Can Witch Hazel Really Cure Cancer?

Witch Hazel is a shrub that can be used in treating summer itch due to insect bites, sunburn or even poison ivy. It’s a herbal remedy that can also treat wounds and certain diseases. Nowadays, it’s gaining popularity as a possible form of treatment for cancer.

What is Witch Hazel?
Witch Hazel is scientifically known as Hamamelis Virginiana. For many years, it was used as herbal remedy by Native Americans. In the recent years, modern medical experts utilized it for treating wounds. In fact, you’d often see it in drug stores beside the rubbing alcohol. In bottle form, it is a clear liquid, 86 percent extracted and distilled hamamelis with a mix of 14 percent rubbing alcohol. It has an astringent action that can effectively reduce inflammation, itching and swelling, but it doesn’t have the drying effect of rubbing alcohol by itself.

This herbal remedy was first discovered by Theron T. Pond in 1840. He learned about it from the Oneida tribe of Native Americans who lived in New York during that time. It was used by the tribe primarily for boils, wounds and burns by distilling it into a tea. After that, it became an effective remedy for other health problems such as cold, fever, headache, stomach ulcers, eye irritation, hemmorhoids, tuberculosis, heavy menstrual bleeding, and tumors.

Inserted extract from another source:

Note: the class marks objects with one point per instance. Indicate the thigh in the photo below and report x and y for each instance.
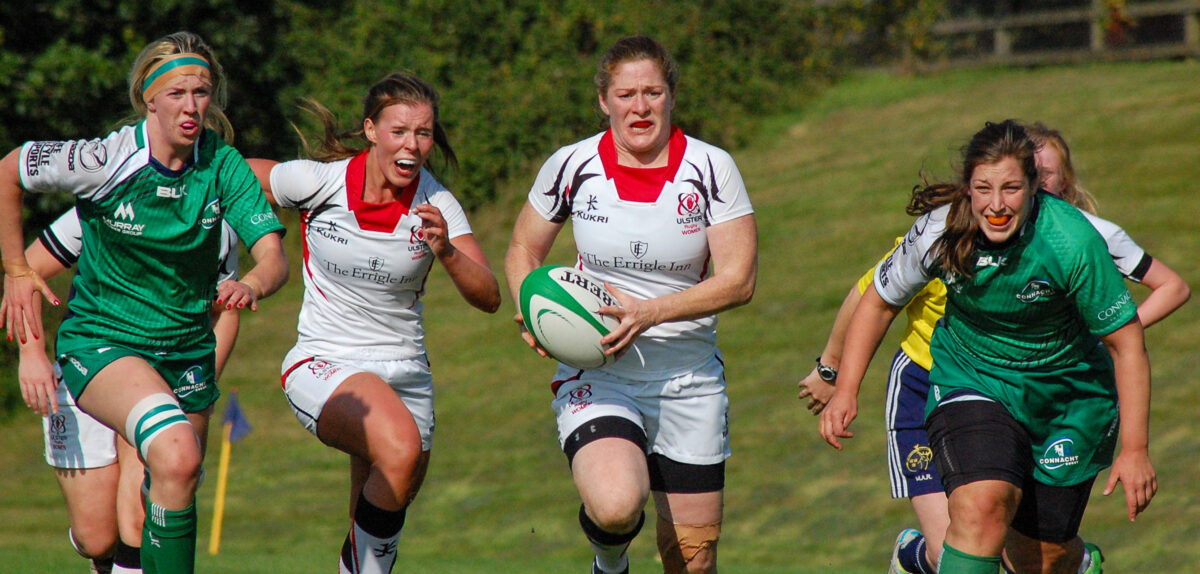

Studies of Witch Hazel and Cancer
Recent studies were done to find out the role of witch hazel in the treatment of cancer. The fact that witch hazel is abundant in tannin, which is a type of polyphenols that have great antioxidant powers, prompted scientists to probe more deeply into this.

According to the research entitled Study of Tannins: A Study of the Effects of Tannins Extracted from Witch Hazel (Touriño, 2008), this herb is potent in combating free radicals that destroy tissues and cells in the body. Tannins also protect against red blood cell destruction brought about by free radicals. It was also revealed in the study that the polyphenols in the herb can reduce the spread of melanoma cells which are highly malignant skin cancer cells.

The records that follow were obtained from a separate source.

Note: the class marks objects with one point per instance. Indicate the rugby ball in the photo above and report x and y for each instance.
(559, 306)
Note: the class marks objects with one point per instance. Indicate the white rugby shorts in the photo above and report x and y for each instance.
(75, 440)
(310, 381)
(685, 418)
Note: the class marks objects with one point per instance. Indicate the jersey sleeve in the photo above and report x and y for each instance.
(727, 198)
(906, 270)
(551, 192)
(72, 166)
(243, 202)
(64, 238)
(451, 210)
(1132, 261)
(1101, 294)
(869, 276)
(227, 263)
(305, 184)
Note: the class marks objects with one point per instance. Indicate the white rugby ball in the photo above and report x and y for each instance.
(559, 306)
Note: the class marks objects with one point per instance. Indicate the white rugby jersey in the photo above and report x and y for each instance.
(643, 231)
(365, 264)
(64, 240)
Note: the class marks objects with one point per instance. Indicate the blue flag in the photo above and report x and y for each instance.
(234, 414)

In another study called Witch Hazel and Colon Cancer: A Study of the Action of Witch Hazel Polyphenols on Colon Cancer (Lizárraga, D. 2008), it was found that witch hazel can retard colon cancer by stopping the growth and spread of colon cancer cells, restoring apoptosis responsible for healthy regeneration of cells, and preventing cellular damage caused by hydroxyl radicals, otherwise known as “super radicals”.

A study entitled Role of Witch Hazel in Diabetes, Cancer, and Disease Prevention: A Study of PGG (Zhang, 2009) concluded that the Penta-Galloyl-Glucose (PGG) found in high concentrations in this herb acts against diabetes by increasing glucose uptake. It also promotes apoptosis, which regenerates cells when necrosis or death of tissue has occurred. PGG also exhibited anti-inflammatory and antioxidant action while triggering angiogensis, which is the process of wound healing.

These studies confirm that witch hazel is indeed a promising component for cancer drug treatment.